The privately held company blamed lower home entertainment sales, which slid 36.8% to $85 million, as international revenues for “The Hobbit: The Battle of the Five Armies” were lower than “The Hobbit: The Desolation of Smaug.”
MGM also cited the strong dollar and last year’s release of “RoboCop” as reasons for the decline.
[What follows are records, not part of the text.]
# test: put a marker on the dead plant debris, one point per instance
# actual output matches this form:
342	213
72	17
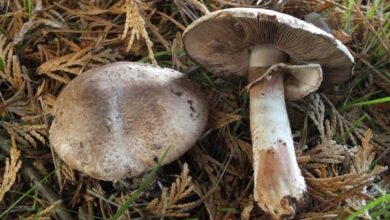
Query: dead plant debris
342	151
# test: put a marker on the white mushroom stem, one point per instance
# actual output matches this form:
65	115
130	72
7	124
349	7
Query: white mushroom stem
279	186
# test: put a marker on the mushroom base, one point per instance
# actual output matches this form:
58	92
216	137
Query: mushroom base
279	187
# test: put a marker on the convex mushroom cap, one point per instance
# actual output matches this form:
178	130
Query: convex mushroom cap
116	121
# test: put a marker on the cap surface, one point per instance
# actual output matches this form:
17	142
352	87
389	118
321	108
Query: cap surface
221	42
116	121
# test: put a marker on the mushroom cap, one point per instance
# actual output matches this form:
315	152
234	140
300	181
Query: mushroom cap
221	42
116	121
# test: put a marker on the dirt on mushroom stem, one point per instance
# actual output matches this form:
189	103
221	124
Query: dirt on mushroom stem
279	186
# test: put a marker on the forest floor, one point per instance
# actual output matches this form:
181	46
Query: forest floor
341	134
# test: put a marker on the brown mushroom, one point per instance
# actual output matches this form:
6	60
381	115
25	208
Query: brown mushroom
116	121
281	56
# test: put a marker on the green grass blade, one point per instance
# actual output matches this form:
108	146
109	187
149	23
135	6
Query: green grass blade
1	64
137	193
376	202
25	195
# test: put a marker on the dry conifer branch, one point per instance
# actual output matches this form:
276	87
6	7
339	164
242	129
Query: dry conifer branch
12	167
29	172
135	21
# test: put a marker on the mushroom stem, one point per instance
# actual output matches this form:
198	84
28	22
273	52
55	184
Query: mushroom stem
279	186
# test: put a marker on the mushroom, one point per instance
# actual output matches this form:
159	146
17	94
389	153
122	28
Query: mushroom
283	57
116	121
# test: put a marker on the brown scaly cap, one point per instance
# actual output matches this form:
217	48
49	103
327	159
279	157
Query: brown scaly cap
221	41
116	121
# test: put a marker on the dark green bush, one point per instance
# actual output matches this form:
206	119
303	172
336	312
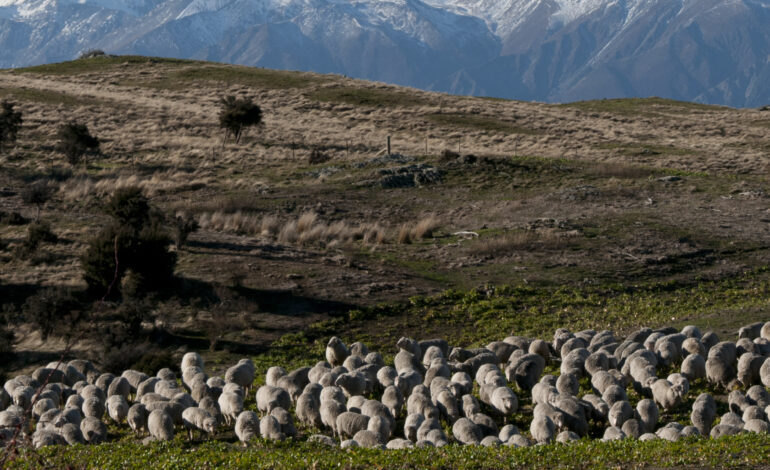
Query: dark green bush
184	225
238	114
53	309
75	140
136	240
10	123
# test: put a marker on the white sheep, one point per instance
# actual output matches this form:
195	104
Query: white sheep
161	425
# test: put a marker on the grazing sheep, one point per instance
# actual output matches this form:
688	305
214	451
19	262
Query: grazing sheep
412	424
93	430
134	378
632	428
308	410
137	418
648	414
724	430
466	431
525	370
247	427
349	423
393	399
117	407
231	405
749	365
504	401
368	439
269	397
666	394
336	351
285	421
197	418
542	429
619	413
352	383
694	367
242	374
757	426
330	411
737	401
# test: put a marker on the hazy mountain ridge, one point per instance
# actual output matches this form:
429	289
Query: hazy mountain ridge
714	51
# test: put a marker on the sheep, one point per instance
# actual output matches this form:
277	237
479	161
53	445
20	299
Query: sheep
525	370
349	423
573	414
368	439
757	426
567	384
352	383
308	410
137	418
72	434
269	397
447	405
694	367
485	423
749	365
93	430
393	399
330	411
336	351
542	429
198	418
134	378
619	413
597	407
764	372
241	374
632	428
412	424
666	394
757	395
724	430
648	414
117	407
93	407
504	401
466	431
231	405
247	427
119	386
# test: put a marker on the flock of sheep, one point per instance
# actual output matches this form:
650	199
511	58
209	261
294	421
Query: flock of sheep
428	389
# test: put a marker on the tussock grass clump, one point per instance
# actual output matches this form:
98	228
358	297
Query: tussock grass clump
510	243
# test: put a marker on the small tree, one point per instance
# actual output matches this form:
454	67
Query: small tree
135	241
38	193
10	123
75	141
238	114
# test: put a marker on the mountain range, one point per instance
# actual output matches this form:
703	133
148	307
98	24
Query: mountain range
711	51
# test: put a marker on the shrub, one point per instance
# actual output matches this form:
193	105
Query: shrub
136	240
316	157
53	309
38	193
75	140
10	123
91	53
184	225
238	114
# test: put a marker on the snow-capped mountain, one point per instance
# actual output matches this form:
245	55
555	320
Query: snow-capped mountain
714	51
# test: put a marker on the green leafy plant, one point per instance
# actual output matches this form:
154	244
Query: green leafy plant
238	114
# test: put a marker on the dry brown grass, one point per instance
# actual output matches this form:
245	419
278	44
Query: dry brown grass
524	241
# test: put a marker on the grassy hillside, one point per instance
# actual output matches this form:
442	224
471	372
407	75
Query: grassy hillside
491	218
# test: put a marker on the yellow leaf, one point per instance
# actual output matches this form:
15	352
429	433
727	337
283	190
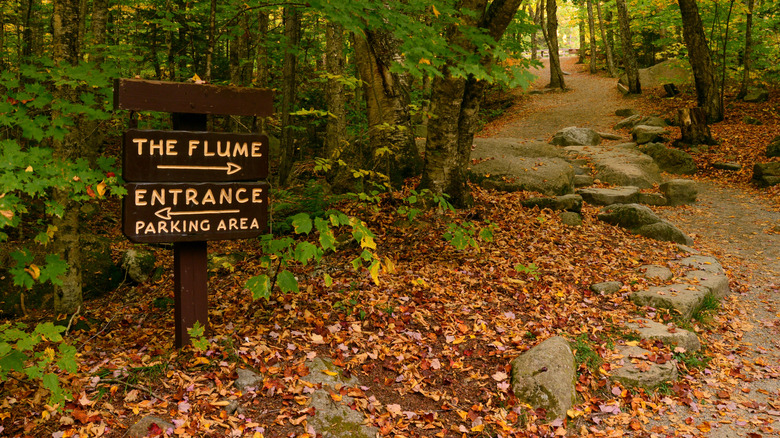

The studio also noted that it has a “strategic moratorium” on James Bond releases to help a promotion planned for the upcoming Bond film “Spectre,” which opens November 6.
TV licensing rose 15% to $159.6 million, thanks to the initial free U.S. availability of “Skyfall” and the continued licensing of “Skyfall” and “The Hobbit: An Unexpected Journey.”
“Skyfall” is the most successful Bond film, having grossed $1.1 billion in worldwide box office.
Theatrical revenues plunged 69% to $1.1 million because MGM did not recognize a “substantial” portion of revenues for “Hot Pursuit” and “Max” — which Warner Bros. handled — and for “Poltergeist,” which was released through Fox.
Besides “Spectre,” the MGM slate includes the “Ben-Hur” remake via Paramount and the Rocky spinoff “Creed,” which will go out through Warner Bros.
Although MGM is privately held, it has been making its financial results public since it emerged from bankruptcy in 2010. It disclosed in a Wednesday conference call that the studio has repurchased about 700,000 of its shares since the end of the second quarter.